Here the data pairs $\{x_i, y_i\}$ are viewed as points in a $(p+1)$-dimensional Euclidean space. The function $f(x)$ has domain $\mathbb{R}^p$, and is related to the data via a model such as $y_i=f(x_i)+\epsilon$.

Goal: to obtain a useful approximation to $f(x)$ for all $x$  in some region of $\mathbb{R}^p$, given the representations in $\mathcal{T}$.

### Basis expansions

Many of the approximations we will encounter have associated a set of parameters $\theta$ that can be modified to suit the data at hand. e.g., the linear model $f(x) = x^T\beta$ has $\theta=\beta$. Another class of useful approximators can be expressed as *linear basis expansions*
\begin{equation}
f_\theta(x) = \sum_{k=1}^K h_k(x)\theta_k,
\end{equation}
where the $h_k$ are a suitable set of functions or transformations of the input vector $x$. Traditional examples are polynomial and trigonometric expansions, where for example $h_k$ might be $x_1^2$, $x_1x_2^2$, $\text{cos}(x_1)$ and so on. We also encounter nonlinear expansions, such as the sigmoid transformation common to neural network models,
\begin{equation}
h_k(x) = \frac{1}{1+\text{exp}(-x^T\beta_k)}.
\end{equation}

### Least squares again
We can use least squares to estimate the parameters $\theta$ in $f_\theta$ as we did for the linear model, by minimizing the residual sum-of-squares
\begin{equation}
\text{RSS}(\theta) = \sum_{i=1}^N\left(y_i-f_\theta(x_i)\right)^2
\end{equation}
as a function of $\theta$.

While least squares is generally very convenient, it is not the only criterion used and in some cases would not make much sense. A more general principle for estimation is *maximum likelihood estimation*.

### Maximum-likelihood

> The principle of maximum likelihood assumes that tthe most reasonable values for $\theta$ are those for which the probability of the observed sample is largest.

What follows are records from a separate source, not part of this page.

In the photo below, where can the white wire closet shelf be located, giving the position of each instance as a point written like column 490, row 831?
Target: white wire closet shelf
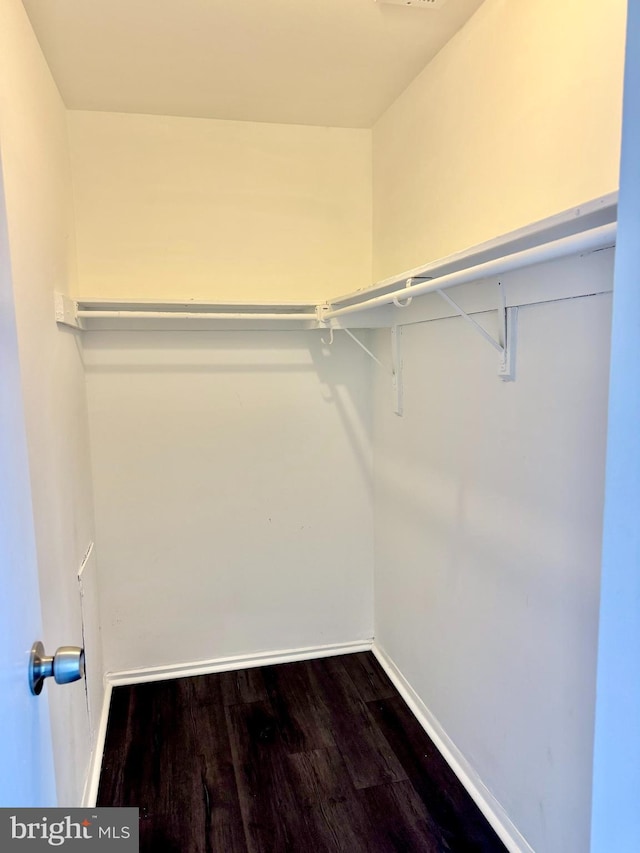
column 585, row 229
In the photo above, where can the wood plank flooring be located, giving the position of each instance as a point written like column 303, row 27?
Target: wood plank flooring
column 308, row 757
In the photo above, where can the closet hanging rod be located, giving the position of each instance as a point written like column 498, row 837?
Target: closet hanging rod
column 601, row 237
column 186, row 315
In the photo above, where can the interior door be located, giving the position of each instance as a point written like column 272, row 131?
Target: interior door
column 26, row 760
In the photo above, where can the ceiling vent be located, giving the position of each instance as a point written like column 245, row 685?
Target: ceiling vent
column 417, row 4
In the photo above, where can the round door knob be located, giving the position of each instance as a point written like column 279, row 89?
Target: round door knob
column 65, row 666
column 68, row 664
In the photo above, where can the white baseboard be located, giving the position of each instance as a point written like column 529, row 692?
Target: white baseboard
column 90, row 794
column 203, row 667
column 481, row 795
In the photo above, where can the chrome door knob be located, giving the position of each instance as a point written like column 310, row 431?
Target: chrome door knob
column 65, row 666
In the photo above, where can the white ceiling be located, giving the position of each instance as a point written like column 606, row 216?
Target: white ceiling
column 324, row 62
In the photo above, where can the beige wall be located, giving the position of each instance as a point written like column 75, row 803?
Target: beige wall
column 35, row 164
column 516, row 119
column 178, row 207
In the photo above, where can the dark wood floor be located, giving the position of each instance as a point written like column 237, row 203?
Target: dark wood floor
column 306, row 757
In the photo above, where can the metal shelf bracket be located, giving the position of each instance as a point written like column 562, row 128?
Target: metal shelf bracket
column 396, row 362
column 508, row 324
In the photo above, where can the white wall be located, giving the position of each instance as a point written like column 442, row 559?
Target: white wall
column 35, row 164
column 488, row 504
column 232, row 476
column 516, row 119
column 616, row 819
column 177, row 207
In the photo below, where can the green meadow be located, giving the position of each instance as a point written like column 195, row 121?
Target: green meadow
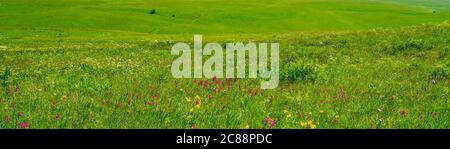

Suppose we have a random sample $y_i, i=1,\cdots,N$ from a density $\text{Pr}_\theta(y)$ indexed by some parameters $\theta$. The log-probability of the observed sample is
\begin{equation}
L(\theta) = \sum_{i=1}^N\log\text{Pr}_\theta(y_i),
\end{equation}
and the maximum-likelihood estimate of $\theta$ is
\begin{equation}
\hat{\theta}_{\text{ML}} = \arg\min_\theta L(\theta)
\end{equation}

### ML = LS with Gaussian errors

Assuming the error term $\epsilon\sim N(0,\sigma^2)$, least squares is equivalent to maximum likelihood using the conditional likelihood
\begin{equation}
\text{Pr}(Y|X,\theta) = N(f_\theta(X), \sigma^2),
\end{equation}
Since the log-likelihood of the data is
\begin{equation}
L(\theta) = -\frac{N}{2}\log(2\pi) - N\log\sigma -\frac{1}{2\sigma^2}\sum_{i=1}^N\left(y_i-f_\theta(x_i)\right)^2,
\end{equation}
and the only term involving $\theta$ is the last, which is $\text{RSS}(\theta)$ up to a scalar negative multiplier.

### Multinomial likelihood for a qualitative output $G$

Suppose we have a model

\begin{equation}
\text{Pr}(G=\mathcal{G}_k|X=x) = p_{k,\theta}(x), k=1,\cdots,K
\end{equation}
for the conditional density of each class given $X$, indexed by the parameter vector $\theta$. Then the log-likelihood (also referred to as the corss-entropy) is
\begin{equation}
L(\theta) = \sum_{i=1}^N\log p_{g_i,\theta}(x_i),
\end{equation}
and when maximized it delivers values of $\theta$ that best conform with the data in the likelihood sense.